The brain's primary immune cells, microglia, are a leading causal cell type in Alzheimer's disease (AD). Yet, the mechanisms by which microglia can drive neurodegeneration remain unresolved. Here, we discover that a conserved stress signaling pathway, the integrated stress response (ISR), characterizes a microglia subset with neurodegenerative outcomes. Autonomous activation of ISR in microglia is sufficient to induce early features of the ultrastructurally distinct "dark microglia" linked to pathological synapse loss. In AD models, microglial ISR activation exacerbates neurodegenerative pathologies and synapse loss while its inhibition ameliorates them. Mechanistically, we present evidence that ISR activation promotes the secretion of toxic lipids by microglia, impairing neuron homeostasis and survival in vitro. Accordingly, pharmacological inhibition of ISR or lipid synthesis mitigates synapse loss in AD models.
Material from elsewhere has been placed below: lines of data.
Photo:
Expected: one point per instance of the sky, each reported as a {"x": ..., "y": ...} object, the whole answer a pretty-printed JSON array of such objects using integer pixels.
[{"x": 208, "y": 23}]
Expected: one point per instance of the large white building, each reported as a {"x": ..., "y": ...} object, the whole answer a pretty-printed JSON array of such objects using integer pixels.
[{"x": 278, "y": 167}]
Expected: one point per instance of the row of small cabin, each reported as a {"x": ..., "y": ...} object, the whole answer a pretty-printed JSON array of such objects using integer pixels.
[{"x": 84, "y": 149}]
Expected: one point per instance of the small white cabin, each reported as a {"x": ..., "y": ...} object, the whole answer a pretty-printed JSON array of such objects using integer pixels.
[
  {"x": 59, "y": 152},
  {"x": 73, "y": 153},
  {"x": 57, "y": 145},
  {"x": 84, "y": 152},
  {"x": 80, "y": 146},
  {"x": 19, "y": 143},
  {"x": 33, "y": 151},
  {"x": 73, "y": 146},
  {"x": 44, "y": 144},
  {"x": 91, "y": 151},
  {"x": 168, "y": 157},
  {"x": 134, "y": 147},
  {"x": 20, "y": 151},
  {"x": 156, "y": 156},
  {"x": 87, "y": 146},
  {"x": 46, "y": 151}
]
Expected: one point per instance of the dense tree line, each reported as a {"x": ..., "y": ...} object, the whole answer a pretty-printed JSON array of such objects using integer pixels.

Our results demonstrate that microglial ISR activation represents a neurodegenerative phenotype, which may be sustained, at least in part, by the secretion of toxic lipids.

Keywords: Alzheimer’s disease; ISR; dark microglia; integrated stress response; lipid secretion; lipotoxicity; microglia; neurodegeneration; neurotoxic microglia; non-cell-autonomous stress.

Figure 1.. The presence of microglia with cellular stress and ISR activation in AD patients and mouse models.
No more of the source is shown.